それなのに尻尾と触手で報告書のようなものを書きながら歩いている。並列処理が得意なのかな?
「あたしも12歳からイノベーターを始めようと思ってたんだけどさ〜。親にまだ早いって言われちゃってさ〜、結局始めたのが去年で私が16のときなのね! 16歳って数は少ないけど割といるの! だからやっぱり12歳ぐらいからイノベーターデビューしたかったなぁとか今でも思うの!」
「マラキア、敵来た!」
ディアがマラキアの話を遮って大声で報告する。アグニが使用した法術の効果が切れ始めたようだ。
「いちいち報告しなくてもいいよ〜、ディア? あたしだって気づいてないわけじゃないんだし。というかあんたの方が射程長いんだから先に倒せたでしょ」
「それはそうだけど! 俺はビビりだから!」
おぉ、自信満々に言ってるからかとてつもなく情けない。あと自覚あったんだね。
「あっそうだ! ディアもあたしと同じで16歳からイノベーター始めたんだよ〜! でもあたしと違って元々イノベーターになる気がなかったんだって〜! じゃあ何で2年もやってんだって感じで面白いよね!」
「ちょっ……やめろよな」
へー。疑問に思ってたところだけど失礼な気がして聞けなかったのに、そっちから答えを教えてくれてありがとう。
「ディアは何でイノベーターやってるの? 因みに私はアグニにやれって言われたからやってる」
「アグニ先輩そんなことまで言う人だったんだ…… まぁそれはいいとして、俺はお金が目的だな」
別にサラッと流していいようなことではないぞ。というかそんな俗っぽい理由なんだね。ビビりなんだからもっと安全にお金を稼ぐ道を探した方がいいと思うけどね、私は。
「見栄張って一人前になるまで放浪の旅を続ける!なんて言って実家出たからさ…… 手っ取り早くお金が欲しくて始めたんだけど、思ってたより怖くて。だけど1日ですごく稼げるから辞めるに辞められなくて……」
ストレートにバカだね。でも、困ってたらちょっと助けてあげたくなるくらいの親しみやすさがある。それで上手くやってこれたんだろうな。
「バカだけど面白いんだよね〜ディアは。それに遺物が強いからパーティによく誘われてたりするしね〜」
「パーティって何? 宴会? ギルドでよく聞くから違うんだろうけど」
聞き慣れたわけではないが、聞き覚えのある言葉だ。初めてギルドに行ったときは誰かがそれにアグニを誘っていたり、最近ギルドを彷徨いているとたまに耳にしたりする。
「うっそ! 知らないのぉ〜? 依頼を1組単位で請け負ってる複数人の集まりだよ〜? 今のあたし達だって臨時パーティなんだよ〜?」
「そうなんだ」
「反応薄いな」
別の意味を知っているから全く聞いたことのない単語より反応が薄くなるのはしょうがない。……今思い出してみるとアグニとなら世界を変えられるとか熱烈なお誘いをしてる人がいたな。意味を知ったら面白く感じてきた……いや、元からか。

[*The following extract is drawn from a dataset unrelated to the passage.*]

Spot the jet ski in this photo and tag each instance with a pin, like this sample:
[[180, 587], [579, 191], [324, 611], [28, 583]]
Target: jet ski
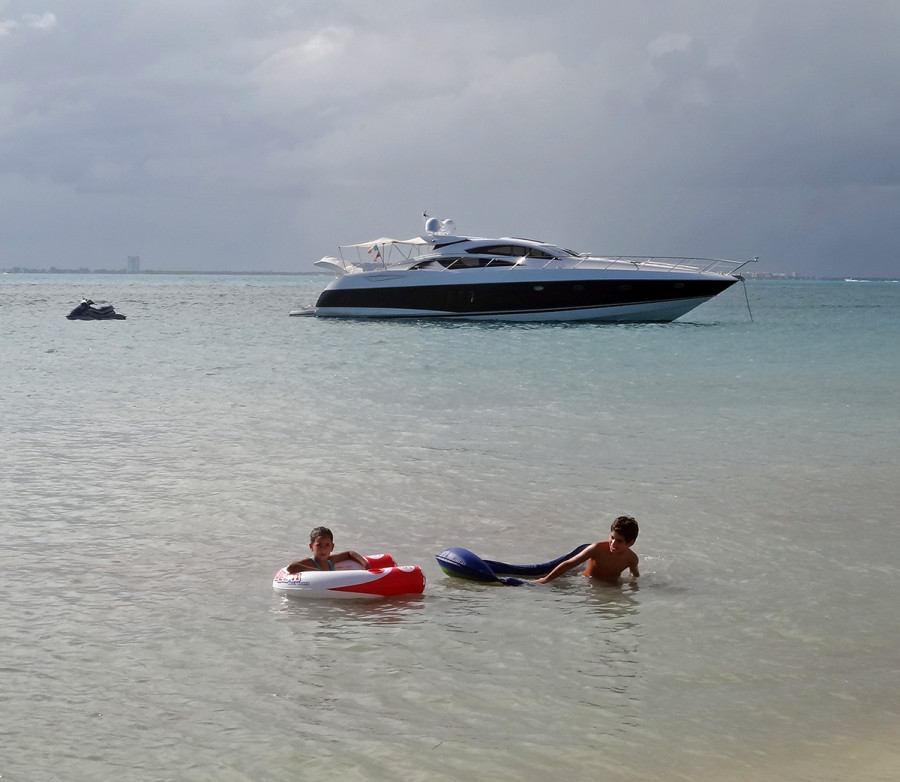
[[88, 310]]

「ってか〜、全然魔物いないね〜。普段だったら話してる余裕もあんまないはずなんだけどな〜」
「うぇー、それほんと? なんかまた嫌な予感がするー」
「魔物がいないならいいんじゃないかな! 戦う必要もないんだし!!」
異変が起きてるのだから、良いことになっている可能性は殆ど無いと思う。絶対に何か良くないことが起こる前触れだと思う。
その時だった。私達の後ろ、アグニがいた方向から地面を震わすほどの轟音が鳴り響く。
「ちょっとヤバいんじゃない!? 2人とも行くよ!!」
「うん!!」
「あ、あぁ!!」
全員でアグニの方へ走って行く。足が浸かりきらないほどの水深でも、まるで足首を掴まれているような鬱陶しさを覚える。そのせいで一段と心が落ち着かない。不死身と名乗ってはいるが、それでもアグニのことが心配になってしまう。
今出せる最高速度で元いた場所に着くと、穴の中心にガジルをゆうに超えるほどの巨躯、怪鳥の死骸が転がっていた。
「お、お前ら終わったか? どうだった?」
怪鳥の死骸の上、何ごともなかったかのように鎮座する男がそう言った。
「すごい音が鳴ったんで来たんですけどー、何も問題なかったみたいですね〜」
「あぁ、そういうことか。いやーこいつを撃ち落としたら下敷きになっちまってよ。抜け出すためにちょっと多めに爆発させたんだよ」
はぁ〜心配させやがってよ〜。まぁ不死身だし心配する必要はなかったんだろうけど。
「大体調査は終わったんですけど何か変わったことありました? こっちは見た感じ魔物が少ないかな〜ってぐらいですね」
「そうか、やっぱりか。こっちも異常アリだ」
私の予感が的中する。もう息つく暇もない。私が空を仰ぎ見たその時、アグニが口を開く。
「コアがない」
想像以上の異常事態。私は場違い帰りたい。